Soon enough the thrill dulled to pounding hoofs on dusty roads or grassy fields as they skirted the French villages of L’Aigle, Mortagne, and Bêlleme. Joan got soaked to her skin when they forded the River Risle to avoid a bridge crowded with drovers’ carts. Soon enough, her muscles ached and her teeth and head pained with every rough jolt. She walked stiffly bowlegged when they dismounted to rest or water the horses and, even as they sat to share simnel biscuits and cheese, she still felt the pounding rhythm of Windsong’s powerful flanks. They slept a few hours one night burrowed into a haystack and the next in a damp rye field. They stole apples from orchards for themselves and the horses, and plunged on again, crossing the Loire on a tiny, unfortified bridge near Couture in the middle of the night.
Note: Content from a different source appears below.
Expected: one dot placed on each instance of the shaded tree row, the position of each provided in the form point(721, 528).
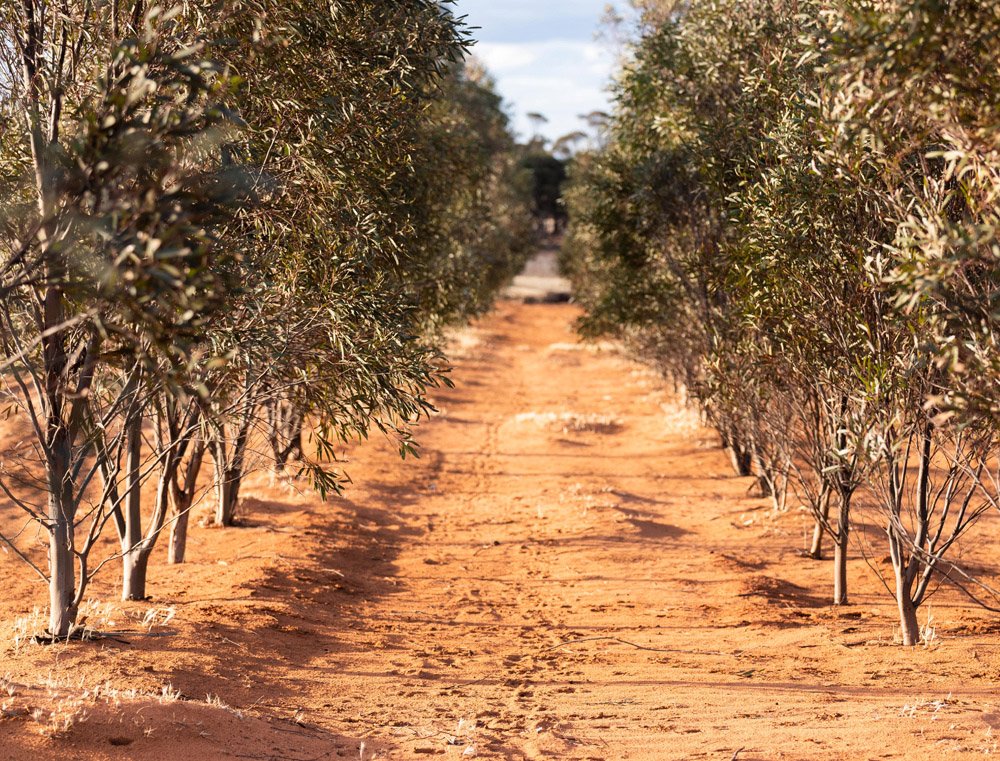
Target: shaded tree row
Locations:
point(224, 224)
point(796, 219)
Forced to hide in the thicket of the road the next day as a French contingent of soldiers passed so close that they overheard their every word, Joan turned spy herself. She and Stephen learned that King John II had brought his French army down from Chartres to Blois from which he hoped to cut off Prince John of Lancaster and his English battalions which had been raiding through Normandy. The thought that English troops and her husband might be somewhere in the vicinity heartened Joan until she realized that Thomas Holland, if he knew of this scheme,
would definitely stop her. Nothing, nothing, she vowed silently again, would halt her from her own battle with Prince Edward. Aye, she and these dangerous French had one thing in common, at least, for she meant to win a victory once and for all over Edward, Prince of Wales, Plantagenet.
On their third day on the road, the calm weather turned blustery. Leaves rattled, trees sighed and swayed, and the skirts of a young woman ahead of them on the road whipped wildly around her ankles. They would have passed by the maid quickly, but her words nearly carried away by the wind stopped them.
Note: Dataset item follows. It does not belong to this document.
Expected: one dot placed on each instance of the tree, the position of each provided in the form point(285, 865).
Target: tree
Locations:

“Good sirs, a little ride into the village, si’l vous plaît? I hate to walk against the wind, and I fear the whoreson damned English may be near.”
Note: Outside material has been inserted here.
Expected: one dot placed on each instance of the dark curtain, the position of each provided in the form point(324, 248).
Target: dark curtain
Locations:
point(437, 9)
Stephen said something to Joan about information and turned back to lift the girl up behind him. She was buxom, black-haired with rather swarthy skin and dark eyes, but Joan was careful not to stare too closely.
“Where are these terrible English forces, then, ma belle?” Stephen asked her in his smoothest French as they jogged on.
“I can tell you not far enough away. Wish’t they were all roasting in hell, I do. The Black Prince of Crécy been raiding northward from Bordeaux all summer, the bastards. But Tours shall never be taken. The French hold it firmly, and our blessed king’s army outnumbers the English over two to one. Gerard told me the whoreson damned English will be cut off at Tours and squashed like a beetle under a rock, the bastards.”
“You are so very well informed, ma belle,” Stephen flattered her. Joan noted the girl’s dark eyes were trying to peer beneath her hood even while she spoke to Stephen, so she rode a bit farther ahead.